Dujardin plays George Valentin, a silent-film star in 1927 Hollywoodland who is probably the most famous man in the world. In an opening scene set at a film premiere, he basks in the audience’s applause and adulation for way too long. He capers and grins and feigns humility (badly), and if it were anyone else, your hate for his smarmy self-appreciation would know no bounds. But—that smile! You can’t help but love Valentin. Sure, he’s almost impossibly needy, but shucks, who hasn’t lingered on a compliment for a little too long?

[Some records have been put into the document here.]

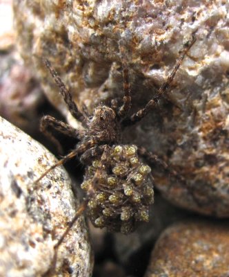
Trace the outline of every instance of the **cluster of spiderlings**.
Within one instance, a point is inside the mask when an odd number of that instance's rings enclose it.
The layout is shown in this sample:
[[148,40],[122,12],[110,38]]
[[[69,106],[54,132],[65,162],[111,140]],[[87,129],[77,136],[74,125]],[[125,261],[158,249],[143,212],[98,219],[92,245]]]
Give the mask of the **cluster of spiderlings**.
[[88,215],[96,227],[130,233],[139,222],[149,220],[149,206],[154,201],[150,168],[139,159],[136,145],[113,145],[103,166],[99,159],[86,168],[81,184],[83,190],[88,190],[97,172]]

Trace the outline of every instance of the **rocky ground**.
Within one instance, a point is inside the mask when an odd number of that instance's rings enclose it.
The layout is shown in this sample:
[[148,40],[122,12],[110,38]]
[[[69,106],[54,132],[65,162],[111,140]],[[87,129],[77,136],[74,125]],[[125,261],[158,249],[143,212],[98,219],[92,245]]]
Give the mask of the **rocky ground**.
[[[229,276],[228,3],[14,0],[13,10],[14,27],[10,1],[0,3],[0,115],[54,154],[39,131],[41,117],[81,126],[42,58],[90,112],[121,102],[127,66],[133,111],[157,94],[193,34],[197,39],[159,105],[123,133],[125,143],[153,151],[186,182],[153,166],[150,220],[130,235],[88,222],[89,240],[77,222],[60,249],[59,276],[90,276],[92,268],[102,277]],[[74,160],[71,181],[60,168],[34,186],[55,160],[14,125],[1,120],[0,275],[45,276],[57,235],[81,199],[75,188],[83,168]],[[74,145],[63,141],[66,151]]]

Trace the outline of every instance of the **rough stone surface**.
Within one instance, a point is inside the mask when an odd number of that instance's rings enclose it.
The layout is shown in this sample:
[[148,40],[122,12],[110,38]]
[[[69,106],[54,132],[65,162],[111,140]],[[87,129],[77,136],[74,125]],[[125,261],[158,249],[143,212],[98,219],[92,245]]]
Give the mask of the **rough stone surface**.
[[41,57],[90,110],[121,98],[127,64],[136,110],[155,95],[196,32],[165,99],[123,138],[153,150],[187,180],[188,189],[153,168],[166,198],[218,217],[229,216],[228,7],[223,0],[14,1],[21,55],[74,125]]
[[[44,276],[54,246],[75,213],[70,179],[59,167],[34,185],[57,160],[1,118],[0,153],[0,276]],[[92,264],[81,218],[61,245],[55,276],[89,276]]]
[[145,277],[229,275],[229,225],[187,221],[168,228],[152,251]]
[[148,223],[143,224],[135,232],[128,235],[114,234],[114,249],[121,264],[130,265],[142,249],[153,247],[164,229],[189,216],[191,215],[186,211],[171,205],[159,193],[156,194]]

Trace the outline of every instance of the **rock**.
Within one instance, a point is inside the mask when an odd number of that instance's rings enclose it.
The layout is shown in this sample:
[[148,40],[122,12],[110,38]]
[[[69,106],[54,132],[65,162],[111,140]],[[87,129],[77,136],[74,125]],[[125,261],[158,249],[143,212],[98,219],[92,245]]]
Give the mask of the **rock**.
[[151,251],[163,229],[174,222],[190,216],[186,211],[171,205],[159,193],[155,195],[155,198],[148,223],[139,226],[135,232],[128,235],[114,234],[114,247],[117,256],[122,265],[133,269],[132,274],[138,264],[146,264],[146,255],[143,253],[149,253],[148,251]]
[[197,42],[163,99],[123,139],[153,151],[186,180],[153,167],[157,188],[172,203],[229,216],[227,1],[16,0],[14,10],[22,56],[74,126],[42,57],[90,111],[122,98],[126,64],[137,110],[155,96],[195,33]]
[[152,253],[145,277],[227,276],[229,225],[190,220],[168,228]]
[[37,81],[14,54],[0,55],[0,115],[28,133],[39,130],[44,95]]
[[[70,179],[59,167],[35,185],[57,159],[1,118],[0,152],[0,276],[45,276],[76,211]],[[89,276],[92,264],[81,217],[58,251],[57,274]]]

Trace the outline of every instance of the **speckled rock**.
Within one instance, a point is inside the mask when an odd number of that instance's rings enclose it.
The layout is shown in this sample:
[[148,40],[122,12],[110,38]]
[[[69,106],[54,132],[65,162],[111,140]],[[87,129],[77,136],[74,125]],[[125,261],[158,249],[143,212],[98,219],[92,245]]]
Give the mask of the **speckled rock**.
[[[1,118],[0,152],[0,276],[44,276],[54,246],[76,211],[70,179],[60,167],[34,185],[56,159]],[[57,274],[89,276],[92,264],[81,218],[58,251]]]
[[161,231],[168,226],[191,216],[190,213],[171,205],[159,193],[155,198],[148,223],[143,224],[128,235],[114,234],[114,247],[118,259],[123,265],[132,265],[134,270],[137,267],[137,260],[142,262],[139,253],[143,249],[148,250],[152,248]]
[[14,55],[0,56],[0,115],[30,134],[39,130],[45,97],[29,69]]
[[125,61],[136,110],[155,95],[195,32],[197,42],[164,99],[123,138],[154,151],[186,179],[184,185],[152,168],[167,199],[229,216],[228,1],[15,0],[14,9],[22,56],[72,125],[42,57],[90,110],[121,98]]
[[188,221],[168,228],[152,251],[145,277],[226,277],[229,225]]

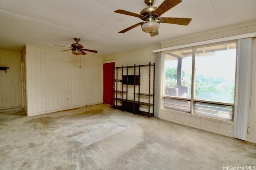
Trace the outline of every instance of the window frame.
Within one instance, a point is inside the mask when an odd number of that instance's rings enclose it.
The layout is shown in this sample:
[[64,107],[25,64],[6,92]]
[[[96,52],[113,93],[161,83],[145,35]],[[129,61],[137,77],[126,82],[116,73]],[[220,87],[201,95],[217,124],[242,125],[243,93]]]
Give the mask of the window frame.
[[[215,101],[209,101],[207,100],[198,100],[194,99],[194,94],[195,94],[195,85],[194,84],[195,82],[195,58],[196,55],[196,49],[199,48],[203,48],[204,47],[208,47],[212,46],[216,46],[218,45],[225,45],[232,43],[236,43],[236,68],[235,68],[235,80],[234,80],[234,100],[233,101],[233,103],[232,104],[231,103],[224,103],[221,102],[215,102]],[[192,49],[192,79],[191,79],[191,97],[190,98],[180,98],[178,96],[166,96],[164,94],[164,76],[165,76],[165,53],[170,53],[170,52],[173,52],[174,51],[182,51],[182,50],[186,50]],[[198,116],[200,117],[207,117],[207,118],[209,119],[217,119],[221,121],[234,121],[234,114],[235,113],[235,109],[236,108],[235,107],[235,102],[236,102],[236,92],[237,91],[236,88],[237,88],[237,86],[236,86],[236,82],[237,78],[237,73],[238,72],[238,39],[234,39],[230,41],[224,41],[222,42],[219,42],[217,43],[206,43],[203,45],[200,45],[196,46],[194,46],[192,47],[186,47],[186,48],[177,48],[175,49],[172,49],[171,50],[168,51],[165,51],[162,52],[162,55],[163,56],[163,64],[162,65],[163,66],[163,74],[162,76],[162,90],[161,90],[161,93],[162,93],[162,109],[166,109],[168,110],[172,110],[172,111],[174,111],[175,112],[177,112],[178,113],[185,113],[186,114],[190,114],[191,115],[195,115],[196,116]],[[170,108],[166,108],[164,107],[164,101],[165,98],[170,98],[174,99],[178,99],[183,100],[184,101],[190,101],[191,102],[191,106],[190,106],[190,112],[185,112],[180,110],[172,109]],[[194,106],[196,102],[199,102],[205,103],[208,103],[208,104],[220,104],[222,105],[225,105],[229,106],[232,106],[233,107],[233,113],[232,113],[232,119],[231,120],[225,120],[224,119],[218,119],[215,117],[213,117],[210,116],[206,116],[198,114],[195,114],[194,111]]]

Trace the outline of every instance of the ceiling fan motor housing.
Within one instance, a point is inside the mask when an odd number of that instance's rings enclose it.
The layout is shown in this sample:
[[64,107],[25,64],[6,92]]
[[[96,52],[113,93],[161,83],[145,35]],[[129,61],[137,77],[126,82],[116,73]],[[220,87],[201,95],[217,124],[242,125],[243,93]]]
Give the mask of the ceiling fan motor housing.
[[158,30],[160,27],[159,22],[154,21],[147,21],[141,25],[141,29],[146,33],[153,33]]
[[151,6],[156,2],[156,0],[145,0],[144,1],[145,3],[148,6]]

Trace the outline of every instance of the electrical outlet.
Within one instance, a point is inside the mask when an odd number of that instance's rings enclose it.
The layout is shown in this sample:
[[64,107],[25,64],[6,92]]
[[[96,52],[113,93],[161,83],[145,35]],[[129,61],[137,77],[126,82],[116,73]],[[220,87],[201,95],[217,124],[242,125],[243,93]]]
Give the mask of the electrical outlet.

By the end of the crowd-sourced masturbation session that is Valentin’s extended bow—it seriously seems like it goes on forever—you’ve already forgotten that The Artist is a silent movie. That’s maybe the single most impressive feat of moviemaking magic in a movie packed with tributes to the power of film. As economically as possible, The Artist teaches its audience how to watch a silent movie. The interpretation of comically broad gestures and intent lip-reading become second nature to filmgoers more accustomed to enduring torrents of expository dialogue raining down from the screen like a mudslide.

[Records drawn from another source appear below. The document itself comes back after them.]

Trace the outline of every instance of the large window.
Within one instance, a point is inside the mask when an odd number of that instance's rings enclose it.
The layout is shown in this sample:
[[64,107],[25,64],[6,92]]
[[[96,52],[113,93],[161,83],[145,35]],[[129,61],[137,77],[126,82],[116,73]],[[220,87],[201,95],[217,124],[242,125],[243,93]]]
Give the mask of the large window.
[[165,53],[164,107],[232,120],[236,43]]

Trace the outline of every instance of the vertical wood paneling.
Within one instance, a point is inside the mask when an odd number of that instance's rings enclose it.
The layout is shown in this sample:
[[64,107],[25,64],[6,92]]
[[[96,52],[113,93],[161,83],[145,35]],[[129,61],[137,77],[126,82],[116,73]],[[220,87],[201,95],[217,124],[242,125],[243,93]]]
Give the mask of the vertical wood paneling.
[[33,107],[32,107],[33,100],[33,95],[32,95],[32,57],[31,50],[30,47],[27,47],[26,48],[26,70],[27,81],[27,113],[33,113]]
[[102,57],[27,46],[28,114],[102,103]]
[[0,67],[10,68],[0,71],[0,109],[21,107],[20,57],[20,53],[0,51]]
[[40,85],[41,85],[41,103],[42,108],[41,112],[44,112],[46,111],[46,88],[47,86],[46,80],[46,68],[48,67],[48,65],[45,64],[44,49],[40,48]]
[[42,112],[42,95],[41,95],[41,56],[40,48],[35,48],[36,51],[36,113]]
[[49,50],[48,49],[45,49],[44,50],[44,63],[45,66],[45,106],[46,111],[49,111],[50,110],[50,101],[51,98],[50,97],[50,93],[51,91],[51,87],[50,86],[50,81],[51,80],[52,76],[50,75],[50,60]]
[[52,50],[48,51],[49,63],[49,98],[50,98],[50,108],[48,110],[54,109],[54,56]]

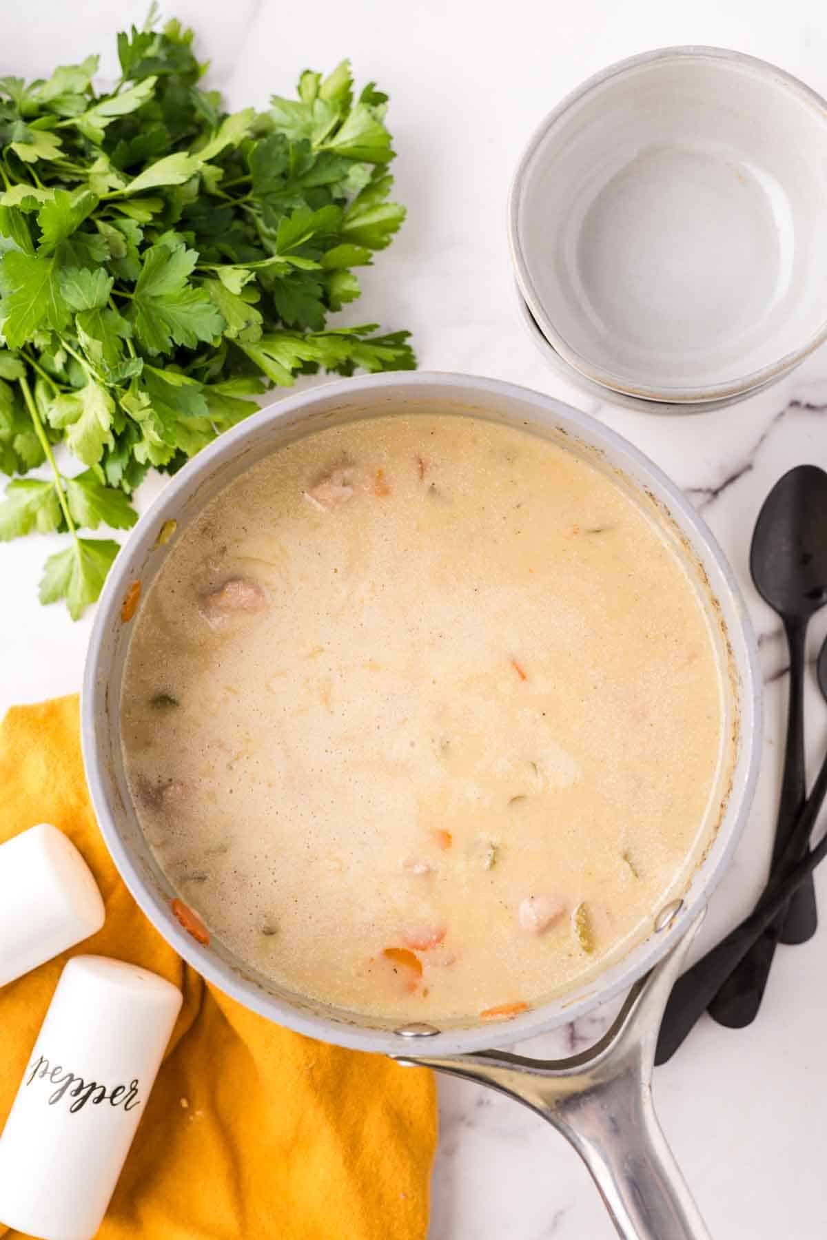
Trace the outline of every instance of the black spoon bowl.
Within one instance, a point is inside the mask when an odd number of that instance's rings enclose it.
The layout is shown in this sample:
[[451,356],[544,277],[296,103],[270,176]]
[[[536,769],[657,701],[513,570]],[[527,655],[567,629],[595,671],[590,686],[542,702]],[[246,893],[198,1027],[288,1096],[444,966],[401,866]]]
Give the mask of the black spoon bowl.
[[[805,639],[811,618],[827,603],[827,474],[798,465],[772,487],[759,513],[750,573],[761,598],[784,621],[790,651],[787,739],[772,866],[806,797],[803,746]],[[740,1029],[758,1016],[779,942],[806,942],[818,924],[812,879],[796,890],[780,925],[756,941],[748,960],[722,986],[709,1013]]]
[[[827,702],[827,640],[821,647],[816,671],[818,687]],[[688,968],[672,987],[657,1039],[656,1064],[665,1064],[672,1058],[732,971],[739,966],[751,967],[754,945],[777,932],[774,926],[790,897],[801,890],[802,883],[812,882],[812,870],[827,854],[827,832],[816,848],[807,852],[825,796],[827,796],[827,755],[755,910],[722,939],[717,947]]]

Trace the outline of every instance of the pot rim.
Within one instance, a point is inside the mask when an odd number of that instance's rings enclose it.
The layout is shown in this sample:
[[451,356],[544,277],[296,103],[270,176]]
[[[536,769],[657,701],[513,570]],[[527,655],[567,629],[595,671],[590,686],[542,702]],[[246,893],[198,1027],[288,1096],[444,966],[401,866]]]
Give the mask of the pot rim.
[[727,397],[745,397],[751,394],[753,389],[769,387],[771,383],[782,378],[784,374],[798,366],[806,357],[810,356],[810,353],[815,352],[815,350],[827,340],[827,315],[821,325],[797,348],[790,350],[781,357],[775,358],[775,361],[769,362],[766,366],[763,366],[749,374],[744,374],[740,378],[694,388],[653,388],[646,383],[629,383],[622,381],[619,376],[613,374],[610,371],[605,371],[599,363],[589,361],[589,358],[579,353],[572,345],[569,345],[565,337],[557,331],[553,320],[546,312],[534,285],[534,280],[531,274],[532,264],[526,257],[520,231],[520,207],[526,187],[528,167],[533,161],[541,143],[553,126],[564,117],[567,112],[570,110],[570,108],[584,99],[594,89],[604,86],[604,83],[610,82],[613,78],[622,77],[626,73],[634,72],[643,64],[670,60],[707,60],[735,68],[740,66],[749,69],[756,77],[767,81],[779,89],[790,92],[802,103],[808,104],[811,108],[821,113],[827,131],[827,99],[822,98],[817,91],[813,91],[812,87],[808,87],[800,78],[795,77],[792,73],[787,73],[786,69],[779,68],[777,64],[772,64],[770,61],[763,61],[756,56],[748,56],[745,52],[738,52],[733,48],[713,47],[704,43],[678,43],[668,47],[652,48],[647,52],[639,52],[635,56],[629,56],[622,61],[608,64],[598,73],[586,78],[572,92],[569,92],[569,94],[567,94],[565,98],[562,99],[554,108],[552,108],[552,110],[546,114],[543,120],[534,129],[520,157],[520,162],[517,164],[517,169],[511,181],[511,188],[508,191],[508,248],[511,252],[511,262],[517,284],[542,334],[547,337],[549,343],[553,345],[557,352],[585,378],[590,379],[593,383],[599,383],[610,393],[619,392],[642,401],[653,401],[663,404],[677,405],[704,404],[722,401]]
[[[569,427],[574,427],[575,432],[577,429],[583,430],[586,439],[596,439],[603,445],[613,449],[615,454],[631,463],[636,467],[637,474],[643,474],[647,481],[651,481],[658,496],[668,500],[670,511],[679,513],[682,531],[686,533],[688,527],[694,546],[704,548],[720,573],[730,595],[730,610],[738,618],[739,636],[743,639],[744,656],[738,663],[738,671],[741,681],[739,706],[744,737],[743,753],[745,758],[743,760],[739,759],[739,766],[741,766],[740,786],[738,791],[733,792],[707,854],[697,864],[689,879],[682,905],[668,924],[668,931],[671,932],[651,934],[647,939],[637,942],[626,957],[622,957],[620,961],[613,961],[608,966],[606,972],[616,973],[610,982],[603,981],[600,976],[595,977],[588,992],[577,1001],[560,1004],[560,997],[558,996],[557,999],[538,1004],[508,1022],[476,1024],[466,1028],[448,1027],[427,1038],[402,1037],[391,1028],[360,1027],[356,1023],[351,1024],[342,1019],[315,1014],[290,1003],[286,998],[268,994],[253,980],[242,977],[238,970],[222,961],[208,947],[197,944],[174,918],[169,906],[164,905],[149,889],[149,884],[141,878],[139,868],[122,837],[122,832],[115,822],[115,815],[110,807],[107,792],[107,759],[102,751],[103,744],[98,734],[97,709],[100,696],[103,694],[105,698],[109,692],[109,670],[107,666],[102,670],[102,662],[105,665],[105,660],[102,658],[104,637],[108,630],[114,630],[114,626],[120,624],[119,613],[122,600],[135,577],[135,567],[129,556],[129,544],[125,544],[109,572],[89,637],[81,693],[81,739],[92,804],[115,868],[139,908],[155,929],[206,981],[259,1016],[288,1025],[298,1033],[311,1038],[332,1042],[355,1050],[381,1052],[391,1055],[405,1053],[415,1055],[417,1045],[423,1048],[427,1045],[428,1054],[458,1054],[481,1050],[491,1044],[511,1044],[547,1033],[551,1029],[559,1028],[563,1023],[577,1019],[599,1003],[606,1002],[626,991],[666,954],[674,937],[678,934],[683,934],[720,880],[746,821],[758,779],[761,751],[763,686],[758,662],[758,644],[734,574],[713,534],[676,484],[640,449],[590,415],[551,396],[501,379],[458,372],[393,372],[326,382],[275,401],[231,430],[224,432],[184,466],[140,517],[130,533],[129,542],[136,544],[139,534],[150,528],[153,531],[157,529],[164,520],[172,515],[171,510],[175,510],[176,501],[181,502],[179,498],[180,494],[190,485],[190,480],[195,476],[200,477],[202,484],[206,482],[213,471],[213,466],[237,458],[248,439],[254,439],[269,428],[278,428],[295,414],[310,414],[319,403],[326,404],[338,401],[352,407],[355,402],[358,402],[361,393],[374,389],[409,389],[412,387],[422,389],[423,396],[430,389],[443,398],[453,394],[458,401],[461,398],[464,389],[469,404],[472,401],[472,396],[467,394],[469,389],[487,397],[501,398],[502,407],[506,409],[510,403],[522,402],[533,405],[538,412],[542,409],[549,418],[562,418]],[[112,727],[112,720],[104,706],[100,719],[102,735],[103,730],[108,730]],[[698,874],[704,868],[708,868],[708,873],[704,875],[703,883],[698,884]],[[629,957],[632,957],[634,962],[631,967],[624,967]],[[554,1018],[552,1018],[548,1011],[552,1004],[555,1006]],[[560,1016],[560,1009],[564,1009],[563,1017]]]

As soon as we acquaint ourselves with the primitive filmmaking language, we watch as the culture that spawned it breathes its last breath. An aspiring young actress named Peppy Miller falls into Valentin’s life, and he helps to make her a star. Soon enough, the talkies are on the march, and Valentin is crushed by the wave of new talent led by Miller, who eclipses him in almost every way. The resulting film is a charming tribute to old Hollywood, embracing even its ego, excess, and crude stereotyping. The soundtrack is hammy in just the right way, enhancing the wordless pathos and comedy to the point where you often forget there’s no dialogue. The supporting cast (including John Goodman as a bellowing, belligerent studio head and James Cromwell as a tragically faithful manservant) is as intelligently selected as the leads.
Even more than modern movies, the key to a great silent film is in its loving attention to detail, and The Artist reflects that dutiful lover’s sense of attention in every shot. From a dusty room in which Valentin is forced to confront his past in the form of artifacts shrouded in cloths like ghosts, to a callback to classic Rin Tin Tin moments featuring a heroic cinematic pooch, to a fleeting romantic moment on a staircase, The Artist is constructed with an encyclopedic knowledge of silent film. Rather than wallowing in its slavish devotion to days of yore, it happily goes about setting up indelible moments of its own. Even as The Artistbasks in the glory of the past, it charms the audience on its own terms. It’s the rare kind of movie that leaves you grinning like an idiot.